Shipping volumes to increase 8%
Container shipping volumes will grow by seven to eight per cent globally this year, despite soaring fuel costs and a slowing world economy, according to a forecast by Maersk Line.
The world's largest container shipping firm said it expected trade within Asia to outperforming the global growth rate, according to Jesper Praestensgaard, Maersk's Asia Pacific Chief Executive Officer.
Praestensgaard said intra-Asia trade was growing relatively more than between the regions, so Asia was probably more shielded from a downturn in the US and Europe. He added that the firm would introduce a new China-Singapore service from next week to tap growing demand.
Maersk Line, part of Danish shipping and oil group A P MollerMaersk, now operates more than 500 container vessels and 1.9 million containers. Since last month, it has ordered 34 ships for delivery by 2012, amid concerns of an impending oversupply in shipping capacity worldwide.
"Shipping is cyclical, everyone knows that. So when we make investments in shipping, we invest in vessels with lifespans of 25 to 30 years, and you have to measure success over that lifespan," said Praestensgaard.
Soaring bunker fuel prices, now at more than $750 (Dh2,750) per tonne, up from about $500 in January, represents nearly 50 per cent of the firm's operating costs, and has had a significant impact on margins, he said.
Maersk's biggest container ships, at full capacity, can consume an estimated 46,200 litres of fuel for every 100km.

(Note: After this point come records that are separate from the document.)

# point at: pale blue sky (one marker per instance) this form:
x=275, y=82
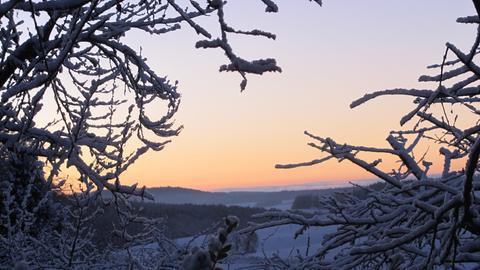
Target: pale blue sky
x=330, y=55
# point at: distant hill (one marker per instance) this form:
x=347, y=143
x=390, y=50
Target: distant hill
x=177, y=195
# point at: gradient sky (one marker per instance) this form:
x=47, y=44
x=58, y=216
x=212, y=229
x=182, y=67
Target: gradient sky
x=330, y=56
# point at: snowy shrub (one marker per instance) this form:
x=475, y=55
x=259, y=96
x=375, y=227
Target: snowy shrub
x=245, y=243
x=217, y=249
x=74, y=94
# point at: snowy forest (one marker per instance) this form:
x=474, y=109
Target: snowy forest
x=76, y=97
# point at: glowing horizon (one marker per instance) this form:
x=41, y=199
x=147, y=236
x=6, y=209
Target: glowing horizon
x=330, y=56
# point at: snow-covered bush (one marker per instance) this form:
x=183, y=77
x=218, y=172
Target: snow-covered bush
x=207, y=258
x=417, y=219
x=74, y=94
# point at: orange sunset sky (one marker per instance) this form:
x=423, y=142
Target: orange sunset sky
x=330, y=56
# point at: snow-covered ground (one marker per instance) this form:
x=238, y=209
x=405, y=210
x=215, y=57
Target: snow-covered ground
x=278, y=241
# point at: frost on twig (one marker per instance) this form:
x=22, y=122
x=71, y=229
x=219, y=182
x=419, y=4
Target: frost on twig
x=415, y=219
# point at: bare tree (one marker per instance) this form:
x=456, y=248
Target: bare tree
x=417, y=219
x=101, y=93
x=74, y=94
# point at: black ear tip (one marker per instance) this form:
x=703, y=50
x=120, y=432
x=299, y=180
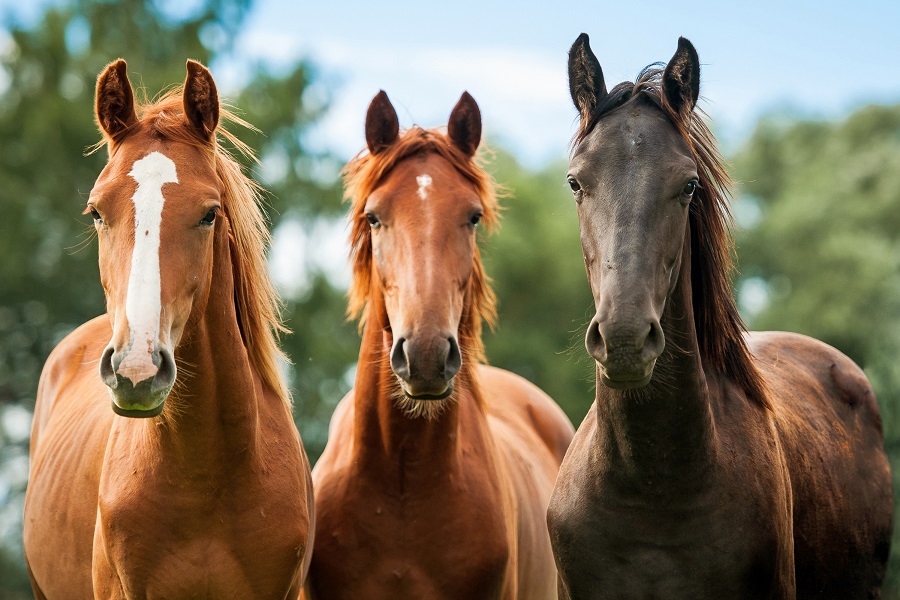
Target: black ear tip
x=685, y=45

Maersk Line partially offsets its fuel costs by imposing a bunker-adjustment charge on customers, fuel hedging, and the practice of "slow steaming", where shippers operate vessels at slower speeds to cut fuel consumption and make up for it by increasing the number of ships on a route.

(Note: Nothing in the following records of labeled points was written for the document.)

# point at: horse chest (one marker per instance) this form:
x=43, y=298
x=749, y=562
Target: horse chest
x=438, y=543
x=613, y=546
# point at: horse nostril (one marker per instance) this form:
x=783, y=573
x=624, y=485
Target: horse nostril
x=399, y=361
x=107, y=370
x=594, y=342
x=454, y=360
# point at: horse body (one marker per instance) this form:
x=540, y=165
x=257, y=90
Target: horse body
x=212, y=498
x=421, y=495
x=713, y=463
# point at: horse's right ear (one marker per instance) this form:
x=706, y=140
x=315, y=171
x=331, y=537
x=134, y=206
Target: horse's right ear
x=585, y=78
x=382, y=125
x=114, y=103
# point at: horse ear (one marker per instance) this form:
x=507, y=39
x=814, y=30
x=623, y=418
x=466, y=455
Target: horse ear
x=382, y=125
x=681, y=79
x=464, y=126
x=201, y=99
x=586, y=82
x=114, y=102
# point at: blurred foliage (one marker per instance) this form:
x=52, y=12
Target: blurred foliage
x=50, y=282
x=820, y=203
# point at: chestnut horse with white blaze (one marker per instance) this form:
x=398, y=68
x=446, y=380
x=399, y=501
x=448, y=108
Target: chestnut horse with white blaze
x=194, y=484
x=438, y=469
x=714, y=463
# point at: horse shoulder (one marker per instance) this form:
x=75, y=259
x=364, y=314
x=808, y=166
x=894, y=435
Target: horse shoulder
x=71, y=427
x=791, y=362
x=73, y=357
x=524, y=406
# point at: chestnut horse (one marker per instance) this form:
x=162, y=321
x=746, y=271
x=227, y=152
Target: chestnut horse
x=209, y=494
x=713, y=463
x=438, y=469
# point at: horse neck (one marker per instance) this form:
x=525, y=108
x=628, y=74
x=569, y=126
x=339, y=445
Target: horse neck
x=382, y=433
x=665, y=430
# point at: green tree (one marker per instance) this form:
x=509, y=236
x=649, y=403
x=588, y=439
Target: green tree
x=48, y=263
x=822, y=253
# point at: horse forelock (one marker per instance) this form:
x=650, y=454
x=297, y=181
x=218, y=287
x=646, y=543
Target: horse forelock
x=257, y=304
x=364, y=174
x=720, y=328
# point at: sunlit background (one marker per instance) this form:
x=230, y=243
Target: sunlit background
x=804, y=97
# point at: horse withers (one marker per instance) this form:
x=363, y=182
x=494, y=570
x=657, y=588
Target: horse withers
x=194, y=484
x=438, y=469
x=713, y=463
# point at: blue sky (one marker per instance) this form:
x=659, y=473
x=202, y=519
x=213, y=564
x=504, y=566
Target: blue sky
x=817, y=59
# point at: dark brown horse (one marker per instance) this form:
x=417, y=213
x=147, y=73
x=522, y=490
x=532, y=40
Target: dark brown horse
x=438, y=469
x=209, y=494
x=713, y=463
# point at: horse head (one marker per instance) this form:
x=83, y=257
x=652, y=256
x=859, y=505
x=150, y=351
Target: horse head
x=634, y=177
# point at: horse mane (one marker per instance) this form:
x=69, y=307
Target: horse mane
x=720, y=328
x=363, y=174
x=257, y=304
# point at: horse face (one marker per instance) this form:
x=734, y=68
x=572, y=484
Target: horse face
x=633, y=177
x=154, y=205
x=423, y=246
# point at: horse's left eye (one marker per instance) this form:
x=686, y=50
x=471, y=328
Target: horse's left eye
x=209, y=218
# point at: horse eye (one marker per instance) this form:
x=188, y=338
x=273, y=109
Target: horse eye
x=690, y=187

"There is no doubt that the current oil price is hindering global trade, both in terms of reducing consumption and increasing transportation costs in general," Praestensgaard said.
On mergers and consolidation, he said the potential merger between Singapore-controlled Neptune Orient Lines and HapagLloyd, the container unit of Germany's TUI AG, could be good for the industry that was now overly fragmented.
He declined to comment on Maersk's own interest in the German shipper, but Maersk Line global CEO Eivind Kolding told a German newspaper last month that he was not ruling out takeovers and was keeping a close eye on HapagLloyd.
Maersk Line had shocked Singapore authorities in 2000 when it decided to take a 30 per cent stake in Port of Tanjung Pelepas (PTP) and shift most of its operations there, threatening PSA Singapore Terminal's dominance in the region.
"The market demand was to be in Singapore as well, so that's why we're here too," Praestensgaard said, but added that more of Maersk Line's operations were based in PTP compared to PSA at this point, though he declined to give details.